Zwei Männer in dunklen Anzügen traten vor, Abzeichen schon in der Hand. „Markus Müller? BKA. Sie sind wegen Betrugs, Untreue und Bilanzfälschung festgenommen.“
Markus taumelte zurück. „Das ist Wahnsinn! Ich bin der CEO!“
„Nicht mehr.“ Lieselotte griff nach einer Mappe auf dem Tisch – eine, die sie vor einer Stunde dort platziert hatte, getarnt als Putzplan. Sie öffnete sie, das Kündigungsschreiben, bereits vom Vorstand unterschrieben. „Die Dringlichkeitssitzung war heute Morgen. Einstimmige Abstimmung. Du bist gefeuert, Markus. Sofort.“
„Das könnt ihr nicht machen!“, schrie Markus, als ihm die Beamten die Handschellen anlegten. „Ich werde klagen! Ich werde—“
„Du wirst im Gefängnis sitzen.“ Lieselottes Stimme war eisig. „Das BKA hat alles. Die Aufnahmen, die Überweisungen, die gefälschten Berichte. Mein Anwalt hat alles letzte Woche übergeben.“
Als Sicherheit Markus zum Aufzug führte, starrte die gesamte Party schweigend. Dann begann jemand langsam zu klatschen. Es wurde zu donnerndem Applaus.

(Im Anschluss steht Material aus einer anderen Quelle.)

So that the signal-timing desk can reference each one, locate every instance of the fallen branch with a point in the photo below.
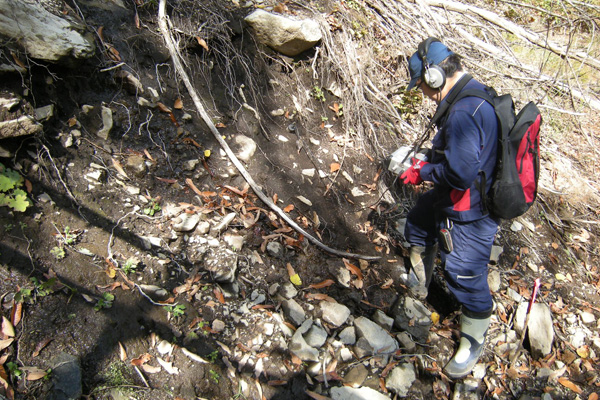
(516, 30)
(162, 22)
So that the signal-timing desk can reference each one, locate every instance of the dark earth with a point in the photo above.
(99, 226)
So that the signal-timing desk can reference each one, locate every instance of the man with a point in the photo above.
(453, 213)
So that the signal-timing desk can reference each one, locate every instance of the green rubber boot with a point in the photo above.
(472, 342)
(421, 261)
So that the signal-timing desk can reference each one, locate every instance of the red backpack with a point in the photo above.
(515, 181)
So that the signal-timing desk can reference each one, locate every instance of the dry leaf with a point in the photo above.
(321, 285)
(5, 343)
(34, 373)
(193, 356)
(8, 330)
(202, 43)
(168, 366)
(141, 360)
(122, 352)
(162, 107)
(320, 296)
(151, 369)
(315, 395)
(570, 385)
(219, 296)
(40, 346)
(189, 182)
(353, 269)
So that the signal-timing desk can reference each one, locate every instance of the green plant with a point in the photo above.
(40, 289)
(212, 357)
(11, 194)
(153, 208)
(58, 252)
(177, 310)
(214, 375)
(105, 301)
(14, 370)
(318, 94)
(130, 265)
(68, 236)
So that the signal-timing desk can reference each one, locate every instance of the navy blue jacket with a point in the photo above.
(465, 145)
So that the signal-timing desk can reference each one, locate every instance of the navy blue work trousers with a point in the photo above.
(466, 266)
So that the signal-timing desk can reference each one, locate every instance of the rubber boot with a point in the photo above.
(421, 261)
(472, 342)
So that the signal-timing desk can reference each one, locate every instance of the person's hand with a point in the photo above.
(412, 175)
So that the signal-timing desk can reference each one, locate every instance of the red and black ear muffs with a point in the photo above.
(432, 74)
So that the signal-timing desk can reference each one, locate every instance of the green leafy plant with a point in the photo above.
(11, 194)
(58, 252)
(214, 375)
(105, 301)
(68, 236)
(212, 357)
(130, 265)
(318, 94)
(14, 370)
(177, 310)
(153, 208)
(40, 289)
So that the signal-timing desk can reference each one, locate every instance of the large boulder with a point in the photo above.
(286, 35)
(42, 34)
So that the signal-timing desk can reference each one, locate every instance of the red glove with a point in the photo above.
(412, 175)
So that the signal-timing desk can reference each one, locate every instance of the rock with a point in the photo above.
(218, 325)
(495, 255)
(224, 223)
(348, 335)
(190, 165)
(44, 113)
(378, 338)
(24, 125)
(494, 280)
(66, 378)
(383, 320)
(288, 290)
(363, 393)
(246, 147)
(137, 165)
(540, 328)
(107, 123)
(236, 242)
(356, 376)
(129, 82)
(43, 34)
(406, 342)
(222, 264)
(156, 293)
(316, 336)
(412, 316)
(335, 314)
(299, 347)
(401, 379)
(288, 36)
(275, 249)
(186, 222)
(466, 390)
(293, 311)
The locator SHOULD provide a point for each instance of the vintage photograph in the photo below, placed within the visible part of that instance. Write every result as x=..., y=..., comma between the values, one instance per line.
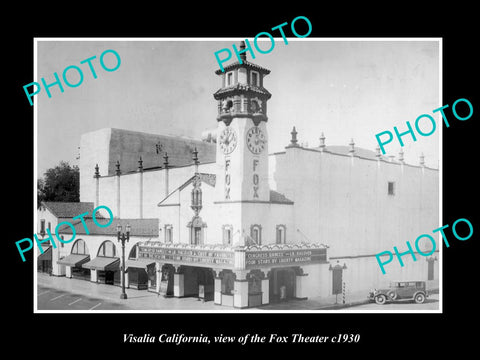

Lieselotte wandte sich ihren Mitarbeitern zu – den Leuten ihres Mannes. Denen, die er schätzte. Denen, die sie beschützt hatte.
„Es tut mir leid, dass ich euch getäuscht habe“, sagte sie. „Aber ich musste die Wahrheit sehen. Und ich brauchte Beweise, die vor Gericht standhalten.“
Thomas wischte sich die Augen. „Sie müssen sich für nichts entschuldigen, Frau Wagner. Sie haben uns gerettet.“
„Was passiert jetzt?“, fragte Anna.
Lieselotte lächelte – echt, zum ersten Mal seit Monaten. „Jetzt? Ich befördere Sabine Meier zur CEO. Sie ist seit zwanzig Jahren hier, brillant und kümmert sich wirklich um diese Firma.“ Sie sah sich um. „Und jeder hier bekommt ab Januar zehn Prozent mehr Gehalt. Plus volle Boni. Die echten Zahlen, nicht die, die Markus gestrichen hat.“
Jubel brach aus.
„Ich selbst“, fuhr Lieselotte fort, „kehre in den Vorstand zurück, wo ich hingehöre. Und ich werde mit Sabine zusammenarbeiten, um sicherzustellen, dass diese Firma das Erbe meines Mannes ehrt. Faire Bezahlung. Ethisches Handeln. Respekt für jeden hier, vom Vorstand bis zu…” sie hob die Putzschürze auf, „…den Hausmeistern.“
Sie faltete die Schürze sorgfältig. „Apropos, wir stellen drei neue Reinigungskräfte ein. Die Arbeit war zu viel für eine Person. Ich weiß es, weil ich es gemacht habe.“
Das Lachen war warm, erlöst.
„Frohe Weihnachten, alle“, sagte Lieselotte leise. „Heinrich wäre stolz auf euch. Ich bin es.“
Als die Party weiterging – lauter, fröhlicher – kam Anna mit einem Sektglas. „Frau Wagner? Dieser ist für Sie.“
Lieselotte nahm es. Durch die bodentiefen Fenster glitzerte die Stadt. Irgendwo dort unten saß Markus in einer Zelle. Hier oben feierten zweihundert Menschen, die fast alles verloren hätten, ihre zweite Chance.
Sie hob ihr Glas.Und als sie später durch den verschneiten Park zum Friedhof schritt, wusste sie, dass Heinrich ihr Lächeln sah und sie endlich in Frieden lassen konnte.